La difunta Clara Lee corta el pescado frente a su casa de Ambler. Los estantes sostienen lucios, peces blancos y sheefish en las primeras etapas de secado para convertirlos en paniktak. Foto de Nick Jans.

Me senté en la cocina de Zach Hugo en un amargo día de abril. Mi compañero de viaje Clarence Wood y yo acabábamos de llegar al pueblo de Anaktuvuk Pass en la primera etapa de un viaje de mil millas en moto de nieve y, por supuesto, habíamos sido recibidos con la típica hospitalidad inupiaq. Mientras una ventisca de tierra aullaba fuera, los ancianos nunamiut entraron para saludar a su viejo amigo Clarence. La esposa de Zach, Doris, se afanaba en atender la importante tarea de alimentar a sus invitados. Sacó tazones de sopa de caribú de una olla humeante y colocó una caja de pan piloto Sailor Boy. Luego, empuñando su ulu, extendió una gran caja de cartón en el suelo y colocó una salchicha entera congelada, que cortó hábilmente en trozos, junto con cucharones de usruk (aceite de foca), una lata de guisantes verdes recién abierta como guarnición y sal. «Vengan a comer kauk», señaló, y todos se sentaron en el suelo en círculo, usando los dedos y los cuchillos mientras se inclinaban sobre el pescado crudo y congelado, cortando y mojando, murmurando en agradecimiento. Al notar mis dudas con el aceite de foca, Doris me susurró: «No te preocupes, es fresco». Y todos se rieron del naluaqmiu, mordisqueando con delicadeza las finas lonchas, acompañando cada bocado con pan piloto seco. «¡Demasiado lleno de esa buena sopa!» respondí. Nadie se dejó engañar. Yo era entonces, y siempre lo he sido, simplemente bueno con el kauk, y un pelele del aceite de foca.

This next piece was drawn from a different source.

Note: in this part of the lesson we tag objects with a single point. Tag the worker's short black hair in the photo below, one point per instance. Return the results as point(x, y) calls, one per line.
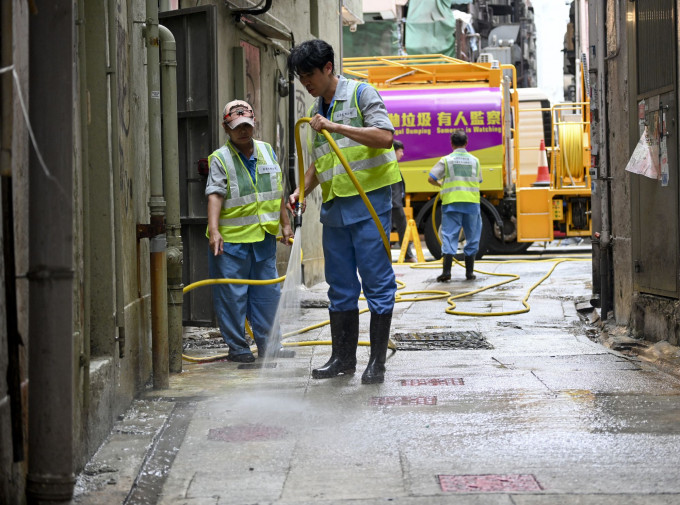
point(459, 138)
point(309, 55)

La comida esquimal, como la llaman los propios aldeanos, comparte una característica inmutable: se recoge de la tierra, una expresión de la conexión sin fisuras entre El Pueblo y el país ilimitado que siempre han llamado hogar. Aunque lo que los ancianos denominan «comida de almacén» se ha ido incorporando a la dieta local desde que empezó a estar disponible a mediados y finales del siglo XIX, los inupiat, junto con otros pueblos nativos de Alaska, pueden contarse entre las últimas sociedades de cazadores-recolectores del planeta. La proteína animal, además de las bayas y las plantas comestibles, constituye la piedra angular de su dieta y su identidad cultural. Si se les quitara la comida del exterior, se adaptarían. Pero sin alimentos de la tierra, se empobrecerían, espiritual y físicamente. El pueblo es realmente lo que come. Los ancianos de las generaciones pasadas, mucho más.

Incluso para el paladar poco aventurero, algunos alimentos esquimales son fáciles de gustar, tendiendo a ser un poco insípidos en un lugar donde la sal y la pimienta cuentan como grandes especias. La sopa de caribú, de alce o de ganso, normalmente acompañada de algunas verduras enlatadas, pasta o patatas, ocupa un lugar destacado en esa lista de cosas buenas, siempre que no se mire demasiado la olla en la ocasión equivocada. Recuerdo un caldo servido por un amigo que incluía cabezas y cuellos de pato, lo que inspiró una rabieta de su hija de tres años, que empezó a gritar después de mirar en su cuenco sin cabeza: «¡Papá, quiero una cabeza! ¡Sólo quiero cabezas! Me alegré de pasarle una de las mías.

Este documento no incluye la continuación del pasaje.